PSA Group urges French Government to re-introduce PHEV incentives

27 September 2018

27 September 2018

PSA Group is pushing the French Government to revive its sales incentives program for plug-in hybrid vehicles (PHEV) as it looks to increase sales in the market and improve its chances of meeting European emissions targets.

The country scrapped a €1,000 subsidy on PHEVs last year, instead focusing on incentives for electric vehicles (EVs) which it currently offers €6,000 for. Financial support for low-emission vehicles was recently reviewed in the draft 2019 budget presented to ministers in the country.

With vehicle manufacturers rushing to provide PHEV and EV models in order to meet strict EU emissions targets, more difficult due to the collapse in diesel sales across the continent, incentive programs are a benefit to increase sales of these new technologies. One barrier stopping more people moving to the technology is the higher cost of vehicles compared to petrol counterparts.

′We are asking for the reinstatement of incentives on plug-in hybrid vehicles,’ said Laurent Fabre, a governmental affairs executive for the automaker.

PSA Group is well placed to meet European emission goals with the technology it offers. However, its all-electric program only covers the company’s smallest models, leaving much of its Peugeot, Citroen, DS Automobiles, Opel and Vauxhall brands reliant on significant sales of hybrid vehicles.

PSA’s French rival Renault supports the call for the plug-in hybrid incentive to be reinstated at €2,000, Fabre said, adding the measure would cost taxpayers €40 million based on expected sales of 20,000 vehicles.

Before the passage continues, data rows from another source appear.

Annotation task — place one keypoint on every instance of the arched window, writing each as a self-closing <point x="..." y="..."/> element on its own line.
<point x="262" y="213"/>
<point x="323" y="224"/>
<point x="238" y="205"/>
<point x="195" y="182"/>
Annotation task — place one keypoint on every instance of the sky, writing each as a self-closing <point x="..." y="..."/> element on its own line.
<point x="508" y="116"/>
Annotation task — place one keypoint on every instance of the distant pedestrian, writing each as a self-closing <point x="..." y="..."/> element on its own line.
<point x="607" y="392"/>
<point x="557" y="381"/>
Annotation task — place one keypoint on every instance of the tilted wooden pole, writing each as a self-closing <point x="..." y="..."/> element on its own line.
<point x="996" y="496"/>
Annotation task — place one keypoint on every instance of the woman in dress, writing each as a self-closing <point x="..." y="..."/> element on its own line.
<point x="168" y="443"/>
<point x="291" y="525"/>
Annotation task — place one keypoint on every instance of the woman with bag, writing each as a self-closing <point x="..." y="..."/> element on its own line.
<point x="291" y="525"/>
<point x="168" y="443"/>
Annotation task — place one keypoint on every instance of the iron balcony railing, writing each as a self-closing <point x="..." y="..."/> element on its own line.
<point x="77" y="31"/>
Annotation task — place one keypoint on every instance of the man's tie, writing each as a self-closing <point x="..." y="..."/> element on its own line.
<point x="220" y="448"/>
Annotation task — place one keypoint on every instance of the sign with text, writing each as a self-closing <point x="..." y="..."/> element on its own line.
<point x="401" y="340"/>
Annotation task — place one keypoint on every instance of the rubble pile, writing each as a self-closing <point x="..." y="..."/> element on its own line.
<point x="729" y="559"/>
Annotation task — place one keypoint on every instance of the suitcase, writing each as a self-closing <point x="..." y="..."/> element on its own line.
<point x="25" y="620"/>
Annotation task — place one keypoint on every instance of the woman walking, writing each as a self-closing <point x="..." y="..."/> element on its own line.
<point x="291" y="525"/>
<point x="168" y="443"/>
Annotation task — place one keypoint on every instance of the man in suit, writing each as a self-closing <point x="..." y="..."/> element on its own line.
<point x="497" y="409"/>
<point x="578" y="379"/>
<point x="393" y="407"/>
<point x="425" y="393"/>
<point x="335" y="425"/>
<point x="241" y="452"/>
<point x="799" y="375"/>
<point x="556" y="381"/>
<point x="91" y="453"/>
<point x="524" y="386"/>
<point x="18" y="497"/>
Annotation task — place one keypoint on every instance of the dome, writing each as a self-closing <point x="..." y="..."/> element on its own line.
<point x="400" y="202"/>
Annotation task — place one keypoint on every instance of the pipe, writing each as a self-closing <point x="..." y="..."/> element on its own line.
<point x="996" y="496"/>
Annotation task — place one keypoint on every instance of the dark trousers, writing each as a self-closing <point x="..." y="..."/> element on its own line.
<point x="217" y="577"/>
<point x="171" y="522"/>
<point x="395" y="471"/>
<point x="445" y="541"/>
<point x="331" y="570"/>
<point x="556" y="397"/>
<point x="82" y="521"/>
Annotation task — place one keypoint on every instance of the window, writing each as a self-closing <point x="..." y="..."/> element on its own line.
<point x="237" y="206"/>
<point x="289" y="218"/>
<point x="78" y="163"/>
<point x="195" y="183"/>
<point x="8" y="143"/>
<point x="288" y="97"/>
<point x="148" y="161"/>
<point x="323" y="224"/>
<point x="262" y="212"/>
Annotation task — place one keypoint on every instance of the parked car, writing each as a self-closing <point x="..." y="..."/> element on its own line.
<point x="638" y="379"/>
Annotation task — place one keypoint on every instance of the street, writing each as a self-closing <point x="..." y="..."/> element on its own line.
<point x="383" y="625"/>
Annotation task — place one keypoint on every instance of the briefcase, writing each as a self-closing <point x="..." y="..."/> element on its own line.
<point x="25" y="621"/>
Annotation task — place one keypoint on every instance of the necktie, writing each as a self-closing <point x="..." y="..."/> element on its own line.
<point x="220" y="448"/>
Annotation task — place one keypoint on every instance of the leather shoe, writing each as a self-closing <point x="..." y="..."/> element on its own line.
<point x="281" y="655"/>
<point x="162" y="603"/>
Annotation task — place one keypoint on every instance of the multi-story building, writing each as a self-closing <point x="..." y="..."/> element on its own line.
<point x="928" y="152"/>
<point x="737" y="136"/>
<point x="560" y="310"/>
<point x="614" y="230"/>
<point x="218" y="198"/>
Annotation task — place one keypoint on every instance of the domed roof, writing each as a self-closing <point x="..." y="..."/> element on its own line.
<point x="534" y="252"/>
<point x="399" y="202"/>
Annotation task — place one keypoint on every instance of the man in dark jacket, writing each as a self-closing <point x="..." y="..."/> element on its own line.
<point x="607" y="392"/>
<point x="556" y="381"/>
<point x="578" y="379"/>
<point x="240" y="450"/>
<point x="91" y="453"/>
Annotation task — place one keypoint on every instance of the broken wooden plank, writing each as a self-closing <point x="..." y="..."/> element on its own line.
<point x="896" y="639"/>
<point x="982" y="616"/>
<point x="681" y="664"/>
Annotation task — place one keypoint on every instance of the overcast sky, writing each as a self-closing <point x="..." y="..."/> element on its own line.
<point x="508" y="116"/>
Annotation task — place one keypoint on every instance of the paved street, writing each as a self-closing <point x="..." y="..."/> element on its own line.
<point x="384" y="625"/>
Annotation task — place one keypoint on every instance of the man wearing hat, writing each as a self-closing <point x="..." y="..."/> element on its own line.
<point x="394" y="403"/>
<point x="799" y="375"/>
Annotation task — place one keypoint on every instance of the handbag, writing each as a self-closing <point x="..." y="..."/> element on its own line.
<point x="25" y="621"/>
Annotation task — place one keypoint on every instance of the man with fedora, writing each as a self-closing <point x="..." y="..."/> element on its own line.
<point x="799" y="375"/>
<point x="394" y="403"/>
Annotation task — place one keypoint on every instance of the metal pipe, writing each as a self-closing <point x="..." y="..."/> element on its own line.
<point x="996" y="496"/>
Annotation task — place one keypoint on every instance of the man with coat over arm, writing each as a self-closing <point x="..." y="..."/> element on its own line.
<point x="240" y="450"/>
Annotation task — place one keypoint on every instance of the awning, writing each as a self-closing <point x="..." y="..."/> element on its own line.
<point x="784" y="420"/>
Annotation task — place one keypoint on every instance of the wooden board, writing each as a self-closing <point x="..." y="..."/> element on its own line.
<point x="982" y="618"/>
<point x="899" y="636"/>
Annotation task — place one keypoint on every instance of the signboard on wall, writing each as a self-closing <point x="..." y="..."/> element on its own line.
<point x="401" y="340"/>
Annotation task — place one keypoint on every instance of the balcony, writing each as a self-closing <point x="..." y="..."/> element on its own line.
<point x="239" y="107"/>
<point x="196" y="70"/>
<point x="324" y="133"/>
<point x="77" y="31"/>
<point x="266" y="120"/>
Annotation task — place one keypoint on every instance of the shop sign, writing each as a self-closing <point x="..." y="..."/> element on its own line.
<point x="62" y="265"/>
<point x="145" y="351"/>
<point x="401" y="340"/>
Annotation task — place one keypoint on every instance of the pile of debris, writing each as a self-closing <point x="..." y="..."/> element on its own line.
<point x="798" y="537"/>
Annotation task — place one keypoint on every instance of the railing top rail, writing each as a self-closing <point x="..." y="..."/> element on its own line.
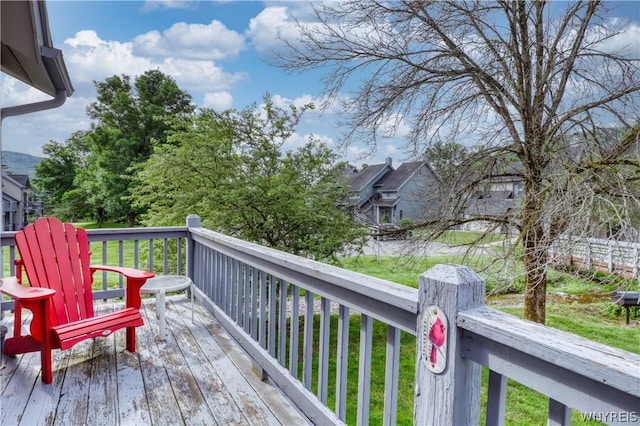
<point x="346" y="287"/>
<point x="109" y="234"/>
<point x="604" y="364"/>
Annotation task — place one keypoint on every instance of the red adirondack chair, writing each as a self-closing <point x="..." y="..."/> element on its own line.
<point x="55" y="257"/>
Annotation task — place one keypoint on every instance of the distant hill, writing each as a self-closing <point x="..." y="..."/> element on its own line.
<point x="19" y="163"/>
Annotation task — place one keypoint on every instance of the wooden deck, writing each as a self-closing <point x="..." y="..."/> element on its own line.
<point x="197" y="376"/>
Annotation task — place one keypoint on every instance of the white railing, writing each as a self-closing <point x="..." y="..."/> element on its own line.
<point x="246" y="284"/>
<point x="263" y="298"/>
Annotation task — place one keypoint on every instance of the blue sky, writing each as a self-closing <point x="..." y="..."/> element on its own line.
<point x="215" y="50"/>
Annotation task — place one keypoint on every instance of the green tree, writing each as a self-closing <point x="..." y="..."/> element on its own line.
<point x="534" y="80"/>
<point x="128" y="121"/>
<point x="55" y="176"/>
<point x="229" y="168"/>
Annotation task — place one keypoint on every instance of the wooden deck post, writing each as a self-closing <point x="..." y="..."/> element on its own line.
<point x="452" y="396"/>
<point x="193" y="221"/>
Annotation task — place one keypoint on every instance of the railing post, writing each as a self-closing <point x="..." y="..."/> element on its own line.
<point x="453" y="395"/>
<point x="193" y="221"/>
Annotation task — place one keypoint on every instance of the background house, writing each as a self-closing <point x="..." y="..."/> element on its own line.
<point x="381" y="194"/>
<point x="15" y="201"/>
<point x="28" y="55"/>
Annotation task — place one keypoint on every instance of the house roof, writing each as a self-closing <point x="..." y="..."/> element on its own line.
<point x="27" y="49"/>
<point x="395" y="179"/>
<point x="359" y="180"/>
<point x="23" y="180"/>
<point x="386" y="202"/>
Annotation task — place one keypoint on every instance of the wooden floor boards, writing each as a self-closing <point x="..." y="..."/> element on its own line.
<point x="198" y="375"/>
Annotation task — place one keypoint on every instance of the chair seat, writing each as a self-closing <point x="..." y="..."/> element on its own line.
<point x="71" y="333"/>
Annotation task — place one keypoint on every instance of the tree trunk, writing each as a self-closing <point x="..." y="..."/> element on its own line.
<point x="535" y="263"/>
<point x="100" y="216"/>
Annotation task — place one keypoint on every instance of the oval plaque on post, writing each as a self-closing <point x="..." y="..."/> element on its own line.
<point x="434" y="339"/>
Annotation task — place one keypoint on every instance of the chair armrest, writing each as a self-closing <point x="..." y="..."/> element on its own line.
<point x="135" y="280"/>
<point x="11" y="287"/>
<point x="123" y="270"/>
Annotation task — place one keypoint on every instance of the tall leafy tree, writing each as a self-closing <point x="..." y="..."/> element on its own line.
<point x="128" y="120"/>
<point x="530" y="80"/>
<point x="230" y="168"/>
<point x="55" y="176"/>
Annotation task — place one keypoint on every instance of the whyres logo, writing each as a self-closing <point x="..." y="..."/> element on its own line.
<point x="612" y="416"/>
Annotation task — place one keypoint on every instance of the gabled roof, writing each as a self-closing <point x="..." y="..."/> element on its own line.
<point x="359" y="180"/>
<point x="394" y="180"/>
<point x="23" y="180"/>
<point x="27" y="49"/>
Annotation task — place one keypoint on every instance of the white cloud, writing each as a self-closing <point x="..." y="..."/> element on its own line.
<point x="150" y="5"/>
<point x="194" y="41"/>
<point x="268" y="26"/>
<point x="218" y="101"/>
<point x="90" y="58"/>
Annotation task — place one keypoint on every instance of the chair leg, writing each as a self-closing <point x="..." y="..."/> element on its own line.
<point x="45" y="357"/>
<point x="131" y="339"/>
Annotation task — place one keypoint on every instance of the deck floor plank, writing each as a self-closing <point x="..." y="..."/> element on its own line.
<point x="76" y="380"/>
<point x="132" y="400"/>
<point x="190" y="378"/>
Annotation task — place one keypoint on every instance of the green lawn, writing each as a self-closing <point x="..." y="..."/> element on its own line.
<point x="589" y="317"/>
<point x="591" y="320"/>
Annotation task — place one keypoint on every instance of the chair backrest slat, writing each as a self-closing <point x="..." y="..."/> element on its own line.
<point x="55" y="257"/>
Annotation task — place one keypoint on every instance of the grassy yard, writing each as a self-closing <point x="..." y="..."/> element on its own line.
<point x="568" y="309"/>
<point x="589" y="317"/>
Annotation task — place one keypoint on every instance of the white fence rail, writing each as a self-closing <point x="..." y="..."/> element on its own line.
<point x="618" y="257"/>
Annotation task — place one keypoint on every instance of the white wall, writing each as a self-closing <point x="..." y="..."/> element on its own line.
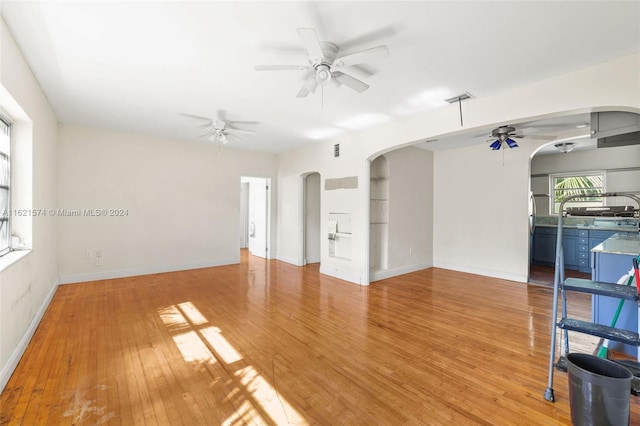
<point x="312" y="218"/>
<point x="410" y="233"/>
<point x="27" y="286"/>
<point x="491" y="239"/>
<point x="619" y="164"/>
<point x="182" y="201"/>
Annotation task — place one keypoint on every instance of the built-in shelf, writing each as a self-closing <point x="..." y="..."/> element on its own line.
<point x="343" y="234"/>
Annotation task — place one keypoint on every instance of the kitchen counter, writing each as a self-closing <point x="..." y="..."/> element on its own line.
<point x="591" y="227"/>
<point x="620" y="244"/>
<point x="612" y="259"/>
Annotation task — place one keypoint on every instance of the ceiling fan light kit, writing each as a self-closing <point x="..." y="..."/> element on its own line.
<point x="221" y="130"/>
<point x="565" y="147"/>
<point x="504" y="135"/>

France is planning, along with the UK, to ban the sale of conventional petrol and diesel vehicles by 2040. When the announcement was made in July 2017, Environment and Energy minister Nicolas Hulot suggested that there would be some form of incentive offered, alongside current promotions that allow low-income families a €1,000 saving on low pollution vehicles, while expanding this current scheme beyond just hybrid and electric cars.

Cars and light commercial vehicles with a pure electric drive will continue to receive up to €6,000 from the state, while those looking to scrap a vehicle in the course of purchasing an electric vehicle (EV) can expect up to an extra €2,500.

The country may want to ensure that it is not creating a false market for new vehicles, which may collapse should it find any incentive program to be unsustainable. This is an issue that the Norwegian Government is facing. Its recent ′Tesla tax’ plans were abandoned following an outcry from EV drivers and manufacturers, while its incentive program continues, although it drains the country’s budget.